Our best recommendation is to ditch it, and have a traditional log system, with monitoring alerts on top!

We highly recommend Alerta and to handle alerts only if the attack is a success!

It will make your alerting pipeline less busy, and it is going to let your team focus on real issues!

Maintaining your infra

Once this is set up, the hardest part is to maintain it? How many times have I seen an infrastructure checked at creation, then never updated after?

To be honest, that's where I wanted to go: when you control the software, you control the cycle, so you control your binding to security.

A security system is like a chain: it's as good as the weakest link!

So we want to be able to update, improve, automate our systems, by reducing the human risk, and here comes the solution!

Our maintenance system is built around 2 software:

  • Nautobot
  • Ansible

Nautobot

Nautobot is a fork of Netbox that we are using to maintain our whole inventory and store additional information about our systems.

We use it as our source of truth, so you can easily understand what is where, how is it connected, who has access, etc...

It has also a very nice feature: it can provide an inventory to ansible, so ansible can directly read the information (like IP, user, software, version, etc...) to it.

It also provides a REST API that you can work around, especially to check the version of your appliances/software.

Let me give you an example: we have an infrastructure with 3 HAProxy servers. These 3 HAProxy servers are stored inside the inventory as lb-0, lb-1, and lb-2.

Every day, when we launched our ansible-playbook, the HAProxy configuration is rebuilt from scratch, then the version of HAProxy is sent to nautobot, which means that if one day, we want to check which version is deployed, we just check in our Nautobot WebUI, or through the nautobot API, we can easily do a full audit of our infrastructure, and check if a CVE is still present.

Ansible

Ansible, even if we start to like it less and less, is the most powerful tool so far to deploy software and configuration. As mentioned earlier, to build infrastructure, we prefer to use terraform, but to configure servers, switches, VMs, Ansible is the tool to use!

As discussed earlier, it can integrate very well with Nautobot, but it has some extra capabilities, let me give you an example:

Behind our 3 load balancers, we have 6 RabbitMQ nodes, that we want to share with all applications. How do you manage user creation? Vhost creation? Most people will just have one admin account, connect on it, create the new vhost and the new user. On our side, we prefer to store it in a different way: we have a list of accounts following this format:

[
{"vhost": "loic", "account": "loic", "email": "loic@kalvad.com", "reset_password": false},
...
]

Our system is going to create a vhost "loic", an account "loic", it will send an email with an autogenerated password to "loic@kalvad.com", asking the person to change the password.

If one day, the password is leaked, you just changed reset_password to true, and we are going to reset the password for the user.

You can imagine the same scenario for your HP Switch, where you configure the VLans according to your needs and security policies.

Emergency Scenario

The web is on fire, Apache HTTPD has 2 major CVEs in 1 day.
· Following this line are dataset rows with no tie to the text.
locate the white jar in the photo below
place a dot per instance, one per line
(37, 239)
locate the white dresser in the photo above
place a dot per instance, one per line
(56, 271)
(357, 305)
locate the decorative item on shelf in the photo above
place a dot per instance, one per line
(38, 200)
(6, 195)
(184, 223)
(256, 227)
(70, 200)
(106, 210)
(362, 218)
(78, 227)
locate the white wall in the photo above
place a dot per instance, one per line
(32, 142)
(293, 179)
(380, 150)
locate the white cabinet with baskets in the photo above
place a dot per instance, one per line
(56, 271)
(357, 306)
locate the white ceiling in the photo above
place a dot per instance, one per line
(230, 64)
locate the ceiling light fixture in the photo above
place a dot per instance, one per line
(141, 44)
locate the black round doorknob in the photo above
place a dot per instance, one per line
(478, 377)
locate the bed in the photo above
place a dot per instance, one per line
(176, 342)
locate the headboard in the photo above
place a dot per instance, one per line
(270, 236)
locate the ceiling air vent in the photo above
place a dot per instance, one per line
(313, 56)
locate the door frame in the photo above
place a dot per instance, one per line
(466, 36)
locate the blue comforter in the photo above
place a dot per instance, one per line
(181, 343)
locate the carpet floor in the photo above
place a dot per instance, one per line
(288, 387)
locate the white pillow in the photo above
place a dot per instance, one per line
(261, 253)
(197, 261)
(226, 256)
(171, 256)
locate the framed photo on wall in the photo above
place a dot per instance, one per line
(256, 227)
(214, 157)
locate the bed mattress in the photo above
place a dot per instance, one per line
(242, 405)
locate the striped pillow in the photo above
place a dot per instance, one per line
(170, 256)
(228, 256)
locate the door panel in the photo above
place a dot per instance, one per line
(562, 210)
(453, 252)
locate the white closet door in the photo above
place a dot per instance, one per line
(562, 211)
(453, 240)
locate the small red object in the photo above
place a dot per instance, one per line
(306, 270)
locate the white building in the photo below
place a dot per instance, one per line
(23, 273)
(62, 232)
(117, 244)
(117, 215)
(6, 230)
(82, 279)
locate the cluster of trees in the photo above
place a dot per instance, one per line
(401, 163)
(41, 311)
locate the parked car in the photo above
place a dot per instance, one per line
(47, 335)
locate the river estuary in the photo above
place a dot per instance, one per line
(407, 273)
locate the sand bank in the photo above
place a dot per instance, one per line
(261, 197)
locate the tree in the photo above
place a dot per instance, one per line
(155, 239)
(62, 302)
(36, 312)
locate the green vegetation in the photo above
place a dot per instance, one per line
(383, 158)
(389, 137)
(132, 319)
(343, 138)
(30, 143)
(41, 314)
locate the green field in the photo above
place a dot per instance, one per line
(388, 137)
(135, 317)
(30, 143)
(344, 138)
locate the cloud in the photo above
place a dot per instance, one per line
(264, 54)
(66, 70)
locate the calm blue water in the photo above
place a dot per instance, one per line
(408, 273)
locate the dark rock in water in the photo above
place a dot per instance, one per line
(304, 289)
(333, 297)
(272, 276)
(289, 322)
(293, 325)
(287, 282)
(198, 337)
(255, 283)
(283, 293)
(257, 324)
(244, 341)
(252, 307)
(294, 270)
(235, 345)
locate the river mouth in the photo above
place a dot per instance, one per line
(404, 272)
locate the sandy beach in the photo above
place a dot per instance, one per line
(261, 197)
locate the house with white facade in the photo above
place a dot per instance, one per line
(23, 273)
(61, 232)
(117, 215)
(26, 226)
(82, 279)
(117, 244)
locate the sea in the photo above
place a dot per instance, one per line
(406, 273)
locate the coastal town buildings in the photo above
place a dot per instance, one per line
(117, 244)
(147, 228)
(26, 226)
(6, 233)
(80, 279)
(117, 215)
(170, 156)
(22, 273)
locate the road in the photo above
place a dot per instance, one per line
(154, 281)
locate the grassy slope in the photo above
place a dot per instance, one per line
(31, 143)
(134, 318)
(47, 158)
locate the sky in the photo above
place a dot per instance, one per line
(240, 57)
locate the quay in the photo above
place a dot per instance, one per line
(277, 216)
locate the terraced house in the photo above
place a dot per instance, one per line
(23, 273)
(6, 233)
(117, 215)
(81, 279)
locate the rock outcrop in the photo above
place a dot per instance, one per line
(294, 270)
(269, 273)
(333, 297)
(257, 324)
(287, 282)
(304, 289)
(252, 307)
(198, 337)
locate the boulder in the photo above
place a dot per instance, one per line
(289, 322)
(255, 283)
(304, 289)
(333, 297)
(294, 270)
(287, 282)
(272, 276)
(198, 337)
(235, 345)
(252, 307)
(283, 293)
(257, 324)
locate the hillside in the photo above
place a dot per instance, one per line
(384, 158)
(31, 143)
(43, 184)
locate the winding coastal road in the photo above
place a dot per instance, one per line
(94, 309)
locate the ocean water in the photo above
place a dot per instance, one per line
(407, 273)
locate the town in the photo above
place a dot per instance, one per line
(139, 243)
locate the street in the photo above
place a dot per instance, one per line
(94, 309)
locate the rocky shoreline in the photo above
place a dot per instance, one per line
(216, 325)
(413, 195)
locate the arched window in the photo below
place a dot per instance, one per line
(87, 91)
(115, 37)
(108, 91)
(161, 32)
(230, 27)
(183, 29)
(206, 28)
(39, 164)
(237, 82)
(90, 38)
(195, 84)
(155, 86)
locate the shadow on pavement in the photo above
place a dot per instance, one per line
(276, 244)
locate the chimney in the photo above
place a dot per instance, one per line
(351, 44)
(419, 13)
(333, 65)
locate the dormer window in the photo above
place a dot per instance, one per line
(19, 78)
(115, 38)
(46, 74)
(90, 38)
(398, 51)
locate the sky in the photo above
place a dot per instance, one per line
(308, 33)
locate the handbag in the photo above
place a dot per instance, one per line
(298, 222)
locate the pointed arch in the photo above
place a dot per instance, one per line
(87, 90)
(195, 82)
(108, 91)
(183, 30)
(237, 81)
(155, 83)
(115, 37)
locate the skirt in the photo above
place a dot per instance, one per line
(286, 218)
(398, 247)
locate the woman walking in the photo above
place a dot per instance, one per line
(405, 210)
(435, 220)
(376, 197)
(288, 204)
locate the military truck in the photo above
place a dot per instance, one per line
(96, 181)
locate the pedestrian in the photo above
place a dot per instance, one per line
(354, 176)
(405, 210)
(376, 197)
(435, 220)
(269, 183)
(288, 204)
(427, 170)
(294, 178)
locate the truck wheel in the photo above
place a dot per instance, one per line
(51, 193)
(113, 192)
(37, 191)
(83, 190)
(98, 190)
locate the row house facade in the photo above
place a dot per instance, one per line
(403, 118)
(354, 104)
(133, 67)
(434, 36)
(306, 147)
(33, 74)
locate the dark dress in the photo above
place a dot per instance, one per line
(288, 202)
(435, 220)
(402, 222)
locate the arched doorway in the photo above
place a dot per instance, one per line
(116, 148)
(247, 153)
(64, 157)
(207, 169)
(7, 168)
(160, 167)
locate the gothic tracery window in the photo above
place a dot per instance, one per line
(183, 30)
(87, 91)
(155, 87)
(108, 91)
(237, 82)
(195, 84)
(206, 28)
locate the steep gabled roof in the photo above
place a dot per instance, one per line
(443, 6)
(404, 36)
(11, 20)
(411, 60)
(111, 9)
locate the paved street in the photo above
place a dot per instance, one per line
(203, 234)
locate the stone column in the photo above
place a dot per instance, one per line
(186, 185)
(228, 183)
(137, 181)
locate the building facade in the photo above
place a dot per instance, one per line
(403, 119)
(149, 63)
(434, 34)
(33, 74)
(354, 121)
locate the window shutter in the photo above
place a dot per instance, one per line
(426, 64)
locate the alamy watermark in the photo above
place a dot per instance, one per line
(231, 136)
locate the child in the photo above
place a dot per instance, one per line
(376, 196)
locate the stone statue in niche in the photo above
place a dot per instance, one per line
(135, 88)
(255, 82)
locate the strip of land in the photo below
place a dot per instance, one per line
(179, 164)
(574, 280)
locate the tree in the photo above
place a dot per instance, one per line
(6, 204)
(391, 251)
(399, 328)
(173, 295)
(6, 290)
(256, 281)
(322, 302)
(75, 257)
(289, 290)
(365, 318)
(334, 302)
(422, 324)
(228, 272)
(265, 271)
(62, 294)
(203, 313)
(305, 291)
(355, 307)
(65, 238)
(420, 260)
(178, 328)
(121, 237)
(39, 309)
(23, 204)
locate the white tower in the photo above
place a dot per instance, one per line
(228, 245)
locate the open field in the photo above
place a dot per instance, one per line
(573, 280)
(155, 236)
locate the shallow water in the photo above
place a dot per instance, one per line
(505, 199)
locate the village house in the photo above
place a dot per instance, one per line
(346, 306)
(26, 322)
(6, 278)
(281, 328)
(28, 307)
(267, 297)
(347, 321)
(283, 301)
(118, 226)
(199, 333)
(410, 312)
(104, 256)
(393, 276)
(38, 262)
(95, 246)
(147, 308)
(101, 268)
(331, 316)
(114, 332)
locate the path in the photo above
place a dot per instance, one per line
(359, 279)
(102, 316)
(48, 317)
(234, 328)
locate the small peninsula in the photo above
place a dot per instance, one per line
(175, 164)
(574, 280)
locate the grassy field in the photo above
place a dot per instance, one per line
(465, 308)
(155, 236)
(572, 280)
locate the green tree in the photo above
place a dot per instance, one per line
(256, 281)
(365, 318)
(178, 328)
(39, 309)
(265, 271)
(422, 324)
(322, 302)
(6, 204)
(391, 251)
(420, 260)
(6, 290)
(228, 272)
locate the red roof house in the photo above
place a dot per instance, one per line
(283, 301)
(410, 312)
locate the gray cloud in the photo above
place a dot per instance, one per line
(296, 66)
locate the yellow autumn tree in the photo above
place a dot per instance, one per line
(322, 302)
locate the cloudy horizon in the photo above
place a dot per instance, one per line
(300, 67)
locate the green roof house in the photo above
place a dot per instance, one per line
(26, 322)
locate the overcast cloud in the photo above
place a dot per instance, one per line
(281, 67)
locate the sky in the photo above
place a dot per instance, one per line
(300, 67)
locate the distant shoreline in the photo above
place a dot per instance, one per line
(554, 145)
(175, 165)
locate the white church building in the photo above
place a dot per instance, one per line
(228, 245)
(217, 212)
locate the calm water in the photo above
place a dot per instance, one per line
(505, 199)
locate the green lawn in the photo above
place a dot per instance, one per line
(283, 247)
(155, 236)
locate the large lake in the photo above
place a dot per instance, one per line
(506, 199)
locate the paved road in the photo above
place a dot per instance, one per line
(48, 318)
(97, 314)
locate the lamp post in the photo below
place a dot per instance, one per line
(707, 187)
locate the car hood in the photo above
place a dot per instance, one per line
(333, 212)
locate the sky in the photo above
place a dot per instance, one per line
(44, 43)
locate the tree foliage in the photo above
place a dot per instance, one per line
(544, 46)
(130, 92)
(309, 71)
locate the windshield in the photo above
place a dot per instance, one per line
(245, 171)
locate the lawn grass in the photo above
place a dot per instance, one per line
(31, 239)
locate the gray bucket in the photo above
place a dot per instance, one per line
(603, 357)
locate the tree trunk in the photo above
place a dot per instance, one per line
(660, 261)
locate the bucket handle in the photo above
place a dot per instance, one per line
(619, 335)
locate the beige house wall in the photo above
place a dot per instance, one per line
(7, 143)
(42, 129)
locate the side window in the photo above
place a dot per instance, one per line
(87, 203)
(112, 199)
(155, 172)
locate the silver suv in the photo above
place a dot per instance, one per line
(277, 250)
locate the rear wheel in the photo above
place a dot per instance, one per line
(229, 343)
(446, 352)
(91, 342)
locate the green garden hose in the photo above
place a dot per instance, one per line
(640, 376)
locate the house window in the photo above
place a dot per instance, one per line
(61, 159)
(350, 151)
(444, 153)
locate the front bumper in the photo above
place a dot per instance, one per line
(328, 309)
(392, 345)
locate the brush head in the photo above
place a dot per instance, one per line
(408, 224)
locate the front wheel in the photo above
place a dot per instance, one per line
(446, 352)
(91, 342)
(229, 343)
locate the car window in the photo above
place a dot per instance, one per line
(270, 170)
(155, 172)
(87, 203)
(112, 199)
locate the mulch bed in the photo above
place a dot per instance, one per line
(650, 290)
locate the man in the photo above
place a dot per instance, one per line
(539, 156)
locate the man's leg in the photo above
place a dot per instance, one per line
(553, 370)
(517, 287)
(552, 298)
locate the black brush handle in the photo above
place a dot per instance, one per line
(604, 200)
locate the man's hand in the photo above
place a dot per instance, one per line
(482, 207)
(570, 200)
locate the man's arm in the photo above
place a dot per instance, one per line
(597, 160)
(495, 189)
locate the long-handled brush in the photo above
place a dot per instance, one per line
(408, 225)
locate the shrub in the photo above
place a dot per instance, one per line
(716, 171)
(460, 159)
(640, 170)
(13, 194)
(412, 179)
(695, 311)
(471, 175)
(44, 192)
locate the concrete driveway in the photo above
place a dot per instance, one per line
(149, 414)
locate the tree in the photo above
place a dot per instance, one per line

How do we handle it?

First of all, we receive an alert from multiple mailing lists and RSS feeds (we mostly rely on Archlinux, so it's the main source of truth for us), we check the impact on versions, then we prepare a small script against our nautobot inventory, in order to check if we have vulnerable versions. The answer is yes, we have 25 vulnerable servers, so how do we react: we just connect to our Ansible Semaphore, execute the playbook upgrade apache to all apache servers. Problem solved. Total time of the operation: 15 minutes!

Let's imagine that we didn't have all of our tools: we didn't get the alert on time, then we don't know if we need to patch! We don't have an inventory, so we don't know which servers are having apache servers, and under which version. Finally, we start to ssh to every server and upgrade one by one. Total time of operations: 3 days!

Conclusion

Of course, we could not cover the entirety of how we manage our infrastructure at scale, but by starting using these tools, methods, and software, you should improve a lot your security!